A behind-the-scenes look at how a kitchen actually gets built.
The kitchen lives here before it lives in your home
Every kitchen we build is born twice. The first time is on paper — sketches, drawings, materials boards, sign-off. The second time is on the workshop floor in Brusubi, where it goes from a stack of boards and a roll of veneer to a finished room over the course of three to six weeks.
If you're booking a project with us, you'll spend most of your time in the showroom and on site. But the workshop is where the work actually happens, and we love showing clients around. Here's what you'd see if you came.
The cutting bay
Everything starts here. Boards arrive in 2440 × 1220mm sheets — heavier than they look, awkward to move, expensive if you cut one wrong. Our two CNC operators work from drawings we've prepared in the design office, optimising the cut layout so we waste as little as possible. A typical kitchen produces about 8% offcut. We aim for 5%.

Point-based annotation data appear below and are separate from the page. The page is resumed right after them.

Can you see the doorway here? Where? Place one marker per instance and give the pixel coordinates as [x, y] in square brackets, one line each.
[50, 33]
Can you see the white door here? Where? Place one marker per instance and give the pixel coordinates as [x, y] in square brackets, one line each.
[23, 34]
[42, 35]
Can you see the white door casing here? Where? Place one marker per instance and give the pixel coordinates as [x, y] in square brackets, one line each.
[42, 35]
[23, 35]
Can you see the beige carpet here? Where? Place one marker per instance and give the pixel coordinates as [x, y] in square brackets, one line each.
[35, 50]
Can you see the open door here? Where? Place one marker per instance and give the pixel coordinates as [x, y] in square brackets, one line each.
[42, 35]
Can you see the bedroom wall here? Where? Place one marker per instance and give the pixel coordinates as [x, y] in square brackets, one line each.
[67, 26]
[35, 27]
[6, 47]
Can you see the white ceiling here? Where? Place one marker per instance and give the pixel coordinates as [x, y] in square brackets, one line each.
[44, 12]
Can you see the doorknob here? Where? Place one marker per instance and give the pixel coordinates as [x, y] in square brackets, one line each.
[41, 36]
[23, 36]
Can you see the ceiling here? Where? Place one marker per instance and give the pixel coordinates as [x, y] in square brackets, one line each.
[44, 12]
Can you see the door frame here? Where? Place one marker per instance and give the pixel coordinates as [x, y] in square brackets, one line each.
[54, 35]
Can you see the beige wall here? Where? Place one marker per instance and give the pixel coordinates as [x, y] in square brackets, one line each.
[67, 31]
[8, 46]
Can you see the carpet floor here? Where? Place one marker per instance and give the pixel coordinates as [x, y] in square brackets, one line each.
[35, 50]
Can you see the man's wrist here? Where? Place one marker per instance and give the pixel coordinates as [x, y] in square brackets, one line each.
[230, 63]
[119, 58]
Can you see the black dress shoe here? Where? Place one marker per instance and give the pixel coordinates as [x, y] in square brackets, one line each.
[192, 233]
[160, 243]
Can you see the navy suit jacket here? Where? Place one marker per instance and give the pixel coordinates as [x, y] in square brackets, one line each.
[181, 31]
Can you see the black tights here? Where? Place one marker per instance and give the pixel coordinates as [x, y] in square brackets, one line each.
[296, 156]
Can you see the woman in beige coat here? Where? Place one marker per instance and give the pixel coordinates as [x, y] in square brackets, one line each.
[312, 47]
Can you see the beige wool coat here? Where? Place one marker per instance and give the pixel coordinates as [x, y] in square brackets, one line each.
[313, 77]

This is where any error in the drawings becomes expensive. A 10mm mistake at the design stage is invisible. A 10mm mistake at the cutting stage costs a sheet of board.
The edging line
Cut boards get edged — meaning a thin strip of matching material is bonded onto the visible cut edges. This is what makes a piece of MDF look like a finished cabinet face rather than a chipboard offcut. We use a heated PUR adhesive line that bonds the edging permanently, so it never lifts even in our humidity. Cheaper edging uses hot-melt glue and starts coming off after a couple of years.
The assembly bench
Cabinets get built. Carcase, back panel, internal divisions, runners, hinges. Every cabinet is dry-fitted first, checked square, then glued and pinned. Each one gets a label with the project name, the room reference, and the position number.
This is the slowest part of the build, and the most boring to watch. It's also the part that decides whether the kitchen will still feel solid in fifteen years. We've stopped trying to rush it.
The spray booth
Doors and visible panels come off the assembly bench and go to the spray booth. This is where the colour happens. Six coats of lacquer, sanded between each — two primer, two colour, two clear. The booth runs at controlled humidity and temperature so the lacquer cures evenly. A good lacquer finish is one of the great quiet pleasures of a well-built kitchen — you can run your hand across a door and feel that there is nothing on the surface to feel.
The finishing room
Hardware goes on. Handles, hinges adjusted, runners checked, doors aligned. Every cabinet is opened and closed at least twenty times before it leaves the workshop. Soft-close mechanisms are tested. Drawer fronts are levelled.
Then the whole kitchen gets dry-assembled in the finishing room — the entire run of cabinets, in order, exactly as they will sit in the client's house. We walk around it, look at it, take photos, fix anything we don't like. Only then does it get wrapped, labelled, and loaded onto the van.
You're welcome any time
If you're working on a project with us, you have an open invitation to drop by the workshop. Most clients come once during the build — usually around the spray booth stage, when the colour goes on and the kitchen suddenly looks like itself. It's a nice moment to share. The kettle is always on.